Panel #1: Smuggling of migrants

Statement held in Vienna, 4 - 5 September 2017.

Norway agrees that the GCM in the area of migrant smuggling should build on existing international instruments, namely the UN Convention against Transnational Organized Crime. The supplementing protocol against smuggling of migrants imposes on states an obligation to adopt legislation and other measures to establish migrant smuggling as a criminal offence. In Norway, the police addresses migrant smuggling as part of the persecution of organized international crime.

In a state perspective, migrant smuggling constitutes a circumvention of migration regulation. As such, it is detrimental to all efforts to create a safe, orderly and regular migration. It reduces the development potential of migration.
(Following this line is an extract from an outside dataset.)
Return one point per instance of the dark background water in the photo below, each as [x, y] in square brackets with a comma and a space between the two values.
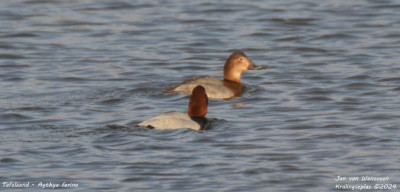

Furthermore, wealth in the hands of criminal gangs engaged in migrants smuggling is damaging to governments’ efforts to exert authority at their borders and at their territories.  Stability and security are at risk as extortion and taxation of smuggling is financing terror and conflict in transit countries. Wide spread corruption in countries of origin and transit makes smuggling possible and a lucrative business.

While trying to combat the smuggling business we must not lose sight of possible protection needs of smuggled migrants. First, the non-refoulment principle must be fully respected. Access to basic social services and to status determination procedures should be ensured for those claiming needs for international protection.

In line with the provisions of the Palermo Convention, we expect state parties to facilitate and accept the return of own smuggled nationals if they fail to meet residency requirements of another state.

Over the last few years, many thousand smuggled migrants have lost their lives in the Mediterranean. That is intolerable. Norwegian rescue ships have saved the lives of many migrants attempting to cross the Mediterranean in small dangerous vessels. Countries on both sides of the sea should co-operate and join forces to combat the business of migrant smuggling. Efforts are under way, and they seem to bear fruit.

Law enforcement officers on board the ships gather intelligence about possible organisers. We would like to underline the importance that all national law enforcement agencies report cases of migrant smuggling to national contact points for further dissemination.

Norway participates in efforts by Europol in fighting ruthless migrant smuggling networks. The European Migrant Smuggling Centre (EMSC) formed in 2016 is a valuable tool, as well as the analytical projects in this area. We wish to underline that in most countries law enforcement agencies at the national level will need analytical and intelligence support from international partner institutions in order to prioritize which networks to investigate.

The role of law enforcement in fighting illegal smuggling networks is important. Equally important, as a preventive measure, is the need to show potential irregular migrants that paying networks large sums of money to be smuggled to a country where you do not have the right to stay, does not pay off.